Читаем One Second After полностью

“How?” was all he could say, and he instantly realized the absurdity of it. At sixteen Elizabeth already so looked like her mother, and he remembered when they met she was twenty, he was twenty-one. Of course he knew how.

But this was his baby girl, who used to smother him with “smoochies” and say she would love him forever.

He walked towards them and to his horror he saw fear in Elizabeth’s eyes. Ben then stood up.

“Sir. If there’s blame, it’s mine.” His voice was trembling and broke into an adolescent squeak. “It’s my fault, not hers.”

“No, Ben. Both of us.”

She stood up and put her arm around him.

“Daddy, we love each other.”

He slowly sat down, shaking his head.

“My God,” he sighed. “You’re kids in high school. College ahead.”

“Not anymore,” Elizabeth said, and now there was some strength to her voice. “Daddy, that’s all over now. All over.”

He looked up at her.

She had always been slender, like her mom, but was even more so now.

Though he didn’t want to say it, he did.

“Maybe the lack of food. Maybe that’s why you’re late.”

“No, John,” and for the first time Makala spoke. “I found a test kit. It’s positive. She’s going to have a baby.”

As she said the word “baby,” Elizabeth and Ben, like so many across the ages, looked at each other and smiled.

John looked at them, again how slender she was, losing weight. Though he was a Catholic, even a non-practicing one, the thought of abortion flickered, even though it was anathema to him. Having this baby might kill her.

“I need to think,” John said, and stood up, heading to his office.

He stopped at the doorway and then looked back.

“We have to evacuate in one hour. So start packing….” He couldn’t say any more and left the room.

He sat down at his desk. The bottle behind it, gone, damn it. He fumbled in his breast pocket and pulled out the smokes. He took one out and lit it.

Numbed, he looked out the window, at the backyard where Jennifer was throwing a stick to Ginger, who though moving slowly still was trying to play.

“John?”

He looked up. It was Makala. “Am I intruding?”

“Yes and no.”

“Can I join you?”

He nodded and she took the chair by his desk. “What are you thinking?” she asked. He sighed.

“The whole world has gone to hell. You know I killed two men this morning?”

“I saw the bodies. And they deserved it.”

“And Zach?”

“I’m sorry, John, about him. He died well, though.”

John lowered his head. Was it only hours ago? he thought.

“There’s a barbarian horde coming this way and by tomorrow they might overrun us.
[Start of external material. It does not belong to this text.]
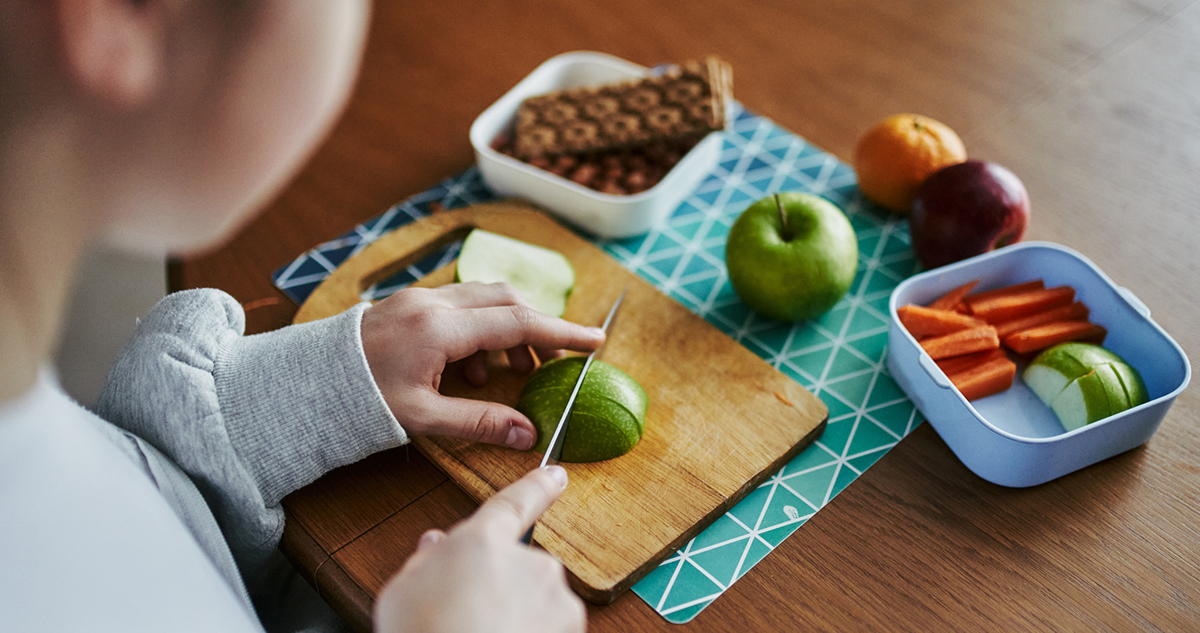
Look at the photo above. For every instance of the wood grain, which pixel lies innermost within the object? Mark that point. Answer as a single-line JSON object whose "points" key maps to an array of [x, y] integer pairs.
{"points": [[715, 428], [1092, 102]]}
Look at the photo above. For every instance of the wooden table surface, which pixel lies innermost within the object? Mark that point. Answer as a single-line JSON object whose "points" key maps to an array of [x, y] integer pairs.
{"points": [[1095, 103]]}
If they do, all this will be moot. Jennifer out there will be dead, if lucky you and Elizabeth dead, all of us dead. The country… dead.”
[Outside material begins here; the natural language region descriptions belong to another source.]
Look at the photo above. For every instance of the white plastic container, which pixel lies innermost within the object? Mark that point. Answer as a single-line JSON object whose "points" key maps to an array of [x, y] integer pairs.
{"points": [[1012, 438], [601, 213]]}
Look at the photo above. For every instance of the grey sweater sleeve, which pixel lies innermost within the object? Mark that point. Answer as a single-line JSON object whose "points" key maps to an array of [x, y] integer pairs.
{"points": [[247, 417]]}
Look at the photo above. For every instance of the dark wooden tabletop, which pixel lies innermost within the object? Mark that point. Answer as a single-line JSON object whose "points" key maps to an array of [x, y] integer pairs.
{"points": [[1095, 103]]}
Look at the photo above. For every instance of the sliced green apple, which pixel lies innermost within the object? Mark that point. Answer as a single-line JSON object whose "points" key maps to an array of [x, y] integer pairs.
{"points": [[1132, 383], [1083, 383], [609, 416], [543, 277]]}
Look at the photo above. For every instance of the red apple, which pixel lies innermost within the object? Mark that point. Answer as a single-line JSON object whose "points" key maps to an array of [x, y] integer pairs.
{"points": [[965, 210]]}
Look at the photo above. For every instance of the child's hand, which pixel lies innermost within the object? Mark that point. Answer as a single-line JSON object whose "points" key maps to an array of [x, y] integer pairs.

“That’s why you have to accept what happened with Elizabeth.”

“What? She’s a kid, Makala. She was going to be a junior in high school, that son of…” He hesitated. “Ben a senior. My God, Makala. Accept it?”

“Kids younger than them have been getting pregnant for thousands of years. Especially in wartime.”

“Not my baby.”

“Yes, your baby,” and she reached out and touched his knee.

“Listen, John. You know and I know there isn’t much chance. And they know it, too. They think they’re in love. For God’s sake I hope they are in love. They want that taste of life as much as you did, as I did, as any of us do.”

He looked at her and found he couldn’t respond.

“Give them your blessings. I know it will be hard. But do it. I know the risk she faces as much, maybe more than you do. Give her that blessing for her to carry with her and give her strength.”

He saw tears in Makala’s eyes.

“She’s a good kid, John. You and Mary raised her well. Don’t turn this into a moral question now. They were two scared kids, the world going to hell around them; it was all but inevitable it would happen. If not for this damn war, it’d of been different. But it’s not. And you have to accept that.”

He nodded. “Tell Ben to come in here.”

A moment later Ben was at the door, standing straight, eyes wide. John motioned for him to come into his office.

“Sir. You can do what you want to me, sir. Just don’t blame your daughter.”

And at that moment John softened. He could see the kid half-expected to see a shotgun or face a damn good thrashing. He had the guts to take it. “You love my daughter?”

“More than anything in the world, sir.”

“Well, so do I. Her and Jennifer.”

“I know that, sir.”

John nodded. He didn’t want to think too much further about how Ben loved her; no father really would. But John could see that, though seventeen, Ben was trying to be a man at this moment and would have to be a man in the days to come.

John stood up, hesitated, then extended his hand.

“Thank you, sir,” and Ben’s voice cracked a bit.

John nodded.

“Just don’t call me Dad yet,” he finally said. “I’m not ready for that.”

“Yes, sir.”

He knew Elizabeth, in the next room, had heard the exchange, and she came through the doorway and flung herself into his arms. “Thank you, Daddy.”